72 generates radical pairs in a cage and finds that cage reactions are fast; only cage-escaped radicals are observable by EPR. The usual recombination/disproportionation is observed, as well as rearrangement.

Decarboxylation

40 shows that Pb(IV) in the presence of halides can convert carboxylates to alkyl halides, proposed to occur by the generation of R. which then is oxidized (ligand transfer) by Pb(IV) halide complex. This is a radical chain process that can be catalyzed by Cu(II), which captures the R. to become Cu(I), which in turn reacts with Pb(IV) to generate Pb(III) necessary for reaction (41 for a preparative version with LiCl). 43 studies in detail the steps involved: the initiation step involves Pb(IV) decarboxylating to Pb(III), CO2, and R. The resulting radicals react with Pb(IV) or Pb(III) to alkenes or esters. 45 provides further evidence that the free radical chain mechanism is operative: O2 inhibits the reaction. 51 compares alkyl radical oxidation by Pb(IV) and Cu(II) and shows that Cu(II) oxidizes primary and secondary much better, they are equal for tertiary, and benzyl radicals are slightly better oxidized by Pb(IV) whereas allyl and heptenyl radicals much better by Cu(II). Rate of oxidation shows negative Hammett $\rho$, i.e. donating substituents stabilize the oxidation TS.

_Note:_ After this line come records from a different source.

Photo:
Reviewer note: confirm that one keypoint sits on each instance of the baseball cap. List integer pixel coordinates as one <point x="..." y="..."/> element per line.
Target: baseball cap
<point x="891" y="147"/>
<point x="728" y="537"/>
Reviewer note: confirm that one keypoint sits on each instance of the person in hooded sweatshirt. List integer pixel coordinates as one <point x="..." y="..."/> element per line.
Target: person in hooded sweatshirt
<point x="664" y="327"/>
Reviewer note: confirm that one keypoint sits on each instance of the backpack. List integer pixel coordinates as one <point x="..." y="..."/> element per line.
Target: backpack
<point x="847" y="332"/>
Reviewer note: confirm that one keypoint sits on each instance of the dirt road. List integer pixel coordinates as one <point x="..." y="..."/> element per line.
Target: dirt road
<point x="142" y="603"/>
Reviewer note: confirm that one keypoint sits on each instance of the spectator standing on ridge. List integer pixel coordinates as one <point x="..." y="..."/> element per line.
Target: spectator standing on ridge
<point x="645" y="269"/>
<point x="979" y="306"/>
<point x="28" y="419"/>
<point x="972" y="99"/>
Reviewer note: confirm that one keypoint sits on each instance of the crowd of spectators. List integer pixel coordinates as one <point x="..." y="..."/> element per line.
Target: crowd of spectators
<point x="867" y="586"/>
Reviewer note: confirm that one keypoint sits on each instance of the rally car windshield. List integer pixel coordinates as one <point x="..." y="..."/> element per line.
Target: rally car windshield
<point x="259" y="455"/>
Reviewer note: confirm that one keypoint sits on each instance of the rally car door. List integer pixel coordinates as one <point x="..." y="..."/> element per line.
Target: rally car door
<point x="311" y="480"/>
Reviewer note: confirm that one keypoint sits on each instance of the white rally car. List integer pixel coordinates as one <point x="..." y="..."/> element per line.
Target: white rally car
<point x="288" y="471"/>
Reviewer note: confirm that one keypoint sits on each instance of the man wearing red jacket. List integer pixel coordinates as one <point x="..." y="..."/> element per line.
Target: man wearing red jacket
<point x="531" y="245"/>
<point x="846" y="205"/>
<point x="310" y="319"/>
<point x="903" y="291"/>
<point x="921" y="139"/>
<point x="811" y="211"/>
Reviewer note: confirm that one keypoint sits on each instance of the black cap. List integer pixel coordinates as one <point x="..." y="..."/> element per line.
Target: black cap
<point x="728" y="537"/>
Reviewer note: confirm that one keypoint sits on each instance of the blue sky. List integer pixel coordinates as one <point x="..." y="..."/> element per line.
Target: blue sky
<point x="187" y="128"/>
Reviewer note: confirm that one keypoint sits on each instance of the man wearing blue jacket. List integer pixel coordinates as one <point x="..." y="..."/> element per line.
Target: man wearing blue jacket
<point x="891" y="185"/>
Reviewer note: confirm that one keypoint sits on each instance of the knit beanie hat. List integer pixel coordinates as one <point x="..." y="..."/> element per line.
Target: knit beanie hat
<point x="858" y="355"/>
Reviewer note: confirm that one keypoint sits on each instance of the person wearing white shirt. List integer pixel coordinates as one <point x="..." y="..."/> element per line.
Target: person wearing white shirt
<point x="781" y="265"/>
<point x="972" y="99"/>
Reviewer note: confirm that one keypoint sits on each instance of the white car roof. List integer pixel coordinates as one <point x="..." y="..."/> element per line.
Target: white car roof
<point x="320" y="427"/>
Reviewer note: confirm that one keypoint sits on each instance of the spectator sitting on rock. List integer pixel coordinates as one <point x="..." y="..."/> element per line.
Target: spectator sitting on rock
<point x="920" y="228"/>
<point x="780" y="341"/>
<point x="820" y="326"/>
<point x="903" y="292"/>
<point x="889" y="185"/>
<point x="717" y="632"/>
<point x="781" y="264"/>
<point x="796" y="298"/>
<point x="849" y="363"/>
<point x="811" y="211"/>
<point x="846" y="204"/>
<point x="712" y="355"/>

52 shows that Tl(III) can do decarboxylation in an analogous way when irradiated, and that R. result (evidence includes radical-only rearr of 5-hexenyl to cyclopentylmethyl radical; the C+ would cyclize to the cyclohexyl cation).

58 shows that Co(III) can decarboxylate acids to give R. (rate limiting) and then oxidize the radical, much like is seen with the previous metals.

57 does decarboxylation with Ce(IV). Photochemical decarboxylation was largely as expected; thermal is slower but enhanced by strong mineral or Lewis acids. The role of acids is proposed to be protonating and labilizing an acetate, leading to cationic Ce(IV) complex that then is more likely reduced. Alkyl radicals are shown to be intermediates.

71 describes the Ag(I) catalysis of peroxydisulfate decarboxylation of acids. CO2 evolution is first order in both Ag(I) and peroxydisulfate. Ag(II) is proposed to be responsible for decarboxylation, either by HAT or coordination then homolysis of the carboxylate. Cu(II) salts can be added as cocatalysts, unsurprisingly at this point. THe compendium of decarboxylation/alkyl radical generation methods is below: from 71

72 describes the Ag(II) oxidative decarboxylation of acids. The proposed mechanism is carboxylate oxidation to RCO2. and Ag(I), R. then reacts with another Ag(II)

76 Mn(III) acetate does the same too, and is also accelerated by acid. It is inhibited by Mn(II) byproduct.

Chromium(II)

27 demonstrates that Cr(II) can abstract X from R-X (R = benzyl) to give R., which then is reduced by another Cr(II) to give Cr(III) alkyl (and eventually alkane). 35 shows that R. can be generated from acylperoxides, which then continue to be reduced in the same way. The benzylchromium species formed is shown to react further to form toluene (proteolysis/solvolysis) or bibenzyl under different conditions. 36 delineates both pathways and offers mechanisms fo the bibenzyl coupling. Essentially benzyl chromium(III) can react with benzyl halide to couple the two benzyls. This pathway is shown to operate with Co, Hg, V as well. 44 extends this Cr(II) reactivity to simple alkyl halides (tertiary > secondary > primary) by using en/ethanolamine ligands. Alkylchromium species are shown to be intermediates. 79 shows that alkyl radicals have to be involved, and measures rate constants of the R. reassociation to another Cr(II) equivalent.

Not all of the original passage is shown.